By Geoffrey Smith
Investing.com -- The U.S. economy posted fewer jobs than expected for a second straight month in December, but the government's monthly report still pointed to ongoing inflationary pressures coming from the labour market.
The Labor Department said nonfarm employment rose by only 199,000 through the middle of the month. That's only half the expected 400,000 and a sharp contrast to the 807,000 gain in private payrolls reported in ADP (NASDAQ:ADP)'s concurrent survey earlier in the week. The disappointment was only partly mitigated by an upward revision of 39,000 to November's payrolls number.
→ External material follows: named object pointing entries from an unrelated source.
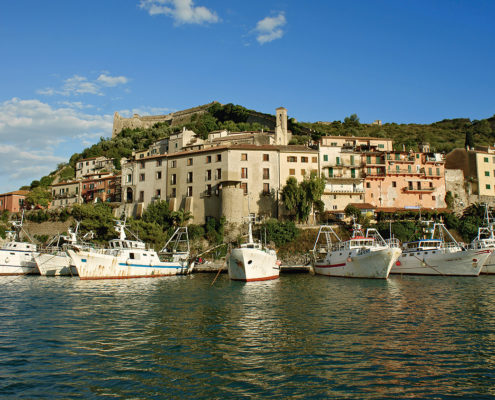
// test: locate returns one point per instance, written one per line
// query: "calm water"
(299, 337)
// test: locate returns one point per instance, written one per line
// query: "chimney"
(281, 134)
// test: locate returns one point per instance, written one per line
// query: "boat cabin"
(119, 244)
(20, 246)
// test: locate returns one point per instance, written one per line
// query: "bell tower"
(281, 133)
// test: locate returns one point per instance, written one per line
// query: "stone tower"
(281, 133)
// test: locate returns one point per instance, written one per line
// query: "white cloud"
(270, 28)
(80, 85)
(182, 11)
(36, 137)
(108, 80)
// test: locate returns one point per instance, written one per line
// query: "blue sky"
(67, 66)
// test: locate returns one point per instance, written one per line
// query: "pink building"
(404, 179)
(13, 201)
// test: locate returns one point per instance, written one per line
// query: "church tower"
(281, 133)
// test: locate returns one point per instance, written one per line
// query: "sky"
(67, 66)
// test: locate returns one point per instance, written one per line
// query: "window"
(244, 187)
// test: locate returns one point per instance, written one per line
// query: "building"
(93, 165)
(66, 193)
(341, 165)
(231, 174)
(478, 168)
(100, 188)
(13, 201)
(404, 179)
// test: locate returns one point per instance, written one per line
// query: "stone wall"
(137, 121)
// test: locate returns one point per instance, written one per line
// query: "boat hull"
(349, 264)
(55, 265)
(91, 265)
(461, 263)
(489, 266)
(250, 265)
(17, 263)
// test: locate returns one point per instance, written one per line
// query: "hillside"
(443, 136)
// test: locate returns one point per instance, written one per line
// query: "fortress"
(175, 118)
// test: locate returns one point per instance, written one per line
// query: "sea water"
(300, 336)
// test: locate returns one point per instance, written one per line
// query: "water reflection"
(299, 336)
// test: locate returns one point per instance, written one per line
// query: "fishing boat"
(486, 240)
(16, 257)
(253, 261)
(126, 258)
(55, 261)
(440, 254)
(362, 256)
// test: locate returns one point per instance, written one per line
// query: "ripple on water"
(300, 336)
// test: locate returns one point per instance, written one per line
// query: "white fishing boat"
(253, 261)
(486, 240)
(56, 261)
(440, 254)
(16, 257)
(131, 259)
(362, 256)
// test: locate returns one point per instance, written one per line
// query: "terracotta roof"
(16, 192)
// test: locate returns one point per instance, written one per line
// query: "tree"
(38, 197)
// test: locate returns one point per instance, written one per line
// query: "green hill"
(443, 136)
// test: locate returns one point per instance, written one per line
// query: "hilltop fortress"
(175, 118)
(180, 118)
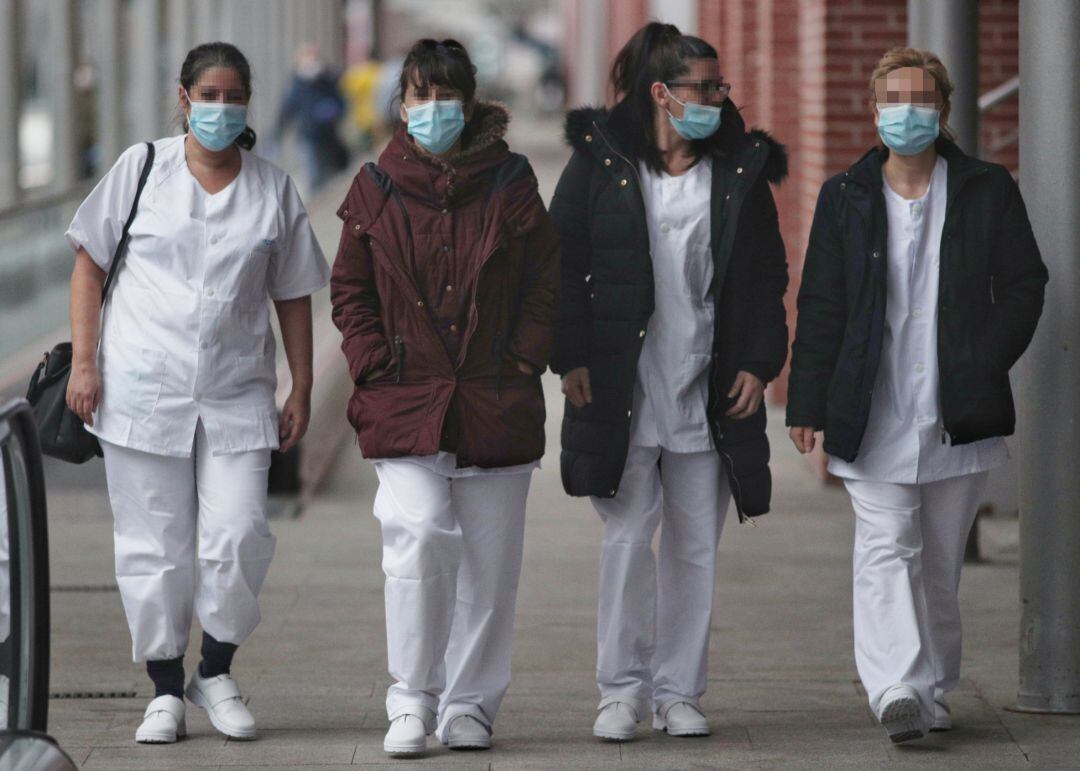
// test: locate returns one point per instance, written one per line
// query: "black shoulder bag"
(62, 432)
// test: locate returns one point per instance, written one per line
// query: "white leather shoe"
(943, 716)
(225, 707)
(467, 732)
(408, 733)
(162, 721)
(680, 719)
(616, 721)
(901, 714)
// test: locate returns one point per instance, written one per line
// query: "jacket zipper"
(400, 353)
(624, 159)
(499, 351)
(472, 306)
(738, 490)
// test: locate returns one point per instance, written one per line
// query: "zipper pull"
(400, 352)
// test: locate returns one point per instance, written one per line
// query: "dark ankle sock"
(167, 676)
(217, 657)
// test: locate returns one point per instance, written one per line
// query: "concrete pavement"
(783, 690)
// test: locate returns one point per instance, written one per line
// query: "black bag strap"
(121, 246)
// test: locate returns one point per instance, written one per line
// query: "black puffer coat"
(989, 300)
(607, 298)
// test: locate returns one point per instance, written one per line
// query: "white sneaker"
(162, 721)
(901, 714)
(680, 719)
(616, 721)
(943, 716)
(225, 707)
(467, 732)
(408, 733)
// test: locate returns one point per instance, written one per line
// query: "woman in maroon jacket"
(443, 288)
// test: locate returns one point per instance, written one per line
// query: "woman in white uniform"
(922, 285)
(179, 384)
(671, 322)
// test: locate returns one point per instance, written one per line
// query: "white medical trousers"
(909, 542)
(451, 554)
(652, 625)
(171, 513)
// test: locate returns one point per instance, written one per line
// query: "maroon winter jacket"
(445, 278)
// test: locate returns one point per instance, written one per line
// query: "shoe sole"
(402, 751)
(901, 718)
(659, 725)
(611, 736)
(197, 699)
(469, 745)
(149, 738)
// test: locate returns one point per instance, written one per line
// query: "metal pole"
(1050, 383)
(62, 92)
(949, 28)
(110, 127)
(148, 102)
(11, 103)
(592, 52)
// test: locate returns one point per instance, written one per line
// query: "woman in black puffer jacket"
(670, 324)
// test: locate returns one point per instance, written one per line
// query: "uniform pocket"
(133, 377)
(691, 392)
(698, 272)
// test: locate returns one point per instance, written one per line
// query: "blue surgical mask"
(216, 124)
(698, 121)
(436, 124)
(908, 130)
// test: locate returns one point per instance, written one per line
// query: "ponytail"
(657, 53)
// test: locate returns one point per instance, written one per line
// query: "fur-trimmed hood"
(729, 140)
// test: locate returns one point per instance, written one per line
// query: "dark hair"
(657, 53)
(439, 63)
(227, 55)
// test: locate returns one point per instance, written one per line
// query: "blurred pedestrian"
(671, 322)
(314, 104)
(444, 288)
(922, 285)
(179, 384)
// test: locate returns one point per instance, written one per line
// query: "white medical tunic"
(671, 394)
(186, 335)
(905, 441)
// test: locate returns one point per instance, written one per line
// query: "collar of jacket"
(449, 180)
(866, 172)
(590, 131)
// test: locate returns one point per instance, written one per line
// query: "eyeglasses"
(712, 90)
However, there was still plenty of evidence that labour market tightness is feeding through into higher wages. Average hourly earnings rose 0.6% on the month, faster than November's rate of 0.4%, which was also revised higher. Analysts had forecast growth of 0.4%. The unemployment rate, meanwhile, fell below 4% of the workforce for the first time since March 2020, and the broader U6 unemployment rate, which captures a broader range of underemployment, fell sharply to 7.3% from 7.7% a month earlier.
"There are methodological issues with the establishment survey," said Marc Chandler, managing director of Bannockburn Global Forex via Twitter (NYSE:TWTR). "Seasonal patterns have been neutered by Covid and fewer companies (are) participating."
Chandler suggested that the Fed is focusing more on inflation than on jobs numbers right now, and that next week's data are likely to show another rise in inflation in December.
"The Fed is on course to hike earlier rather than later," tweeted Societe Generale (PA:SOGN) Macro Strategist Kit Juckes.
U.S. stock futures reacted negatively to the news, reversing tentative gains made in the overnight session on perceptions that the data will embolden the Federal Reserve to tighten monetary policy more and faster than thought earlier. By 8:45 AM ET (1345 GMT), Dow Jones Futures were down 58 points, or 0.2%, while the S&P 500 Futures contract was also down 0.2% and Nasdaq 100 Futures were down 0.6%.
Other risk assets also suffered, with Bitcoin falling 4% to trade close to a four-month low of $41,206 that it hit earlier in the session.
With the exception of the headline jobs number, the report broadly corroborates the picture painted earlier this week by other economic data that showed companies struggling to retain staff despite rapidly rising labour costs. The Labor Department's Job Openings and Labor Turnover survey showed employees quit their jobs at a record rate in November - with analysts surmising that those that departed went mostly to higher-paid jobs elsewhere. The Institute of Supply Management's non-manufacturing activity index, meanwhile, was skewed sharply higher by the prices subindex, which is closely correlated to labour costs.
The report also hinted at the ongoing structural labour market problems left behind by the pandemic, one of which has been the disproportionate pressure on women to drop out of the labour force due to school closures and childcare requirements (as well as the disproportionate impact of the pandemic on services, where female participation is higher than in manufacturing). Liz Ann Sonders, chief investment strategist with Charles Schwab (NYSE:SCHW), noted that 152,000 men took jobs in the month, compared to only 66,000 women.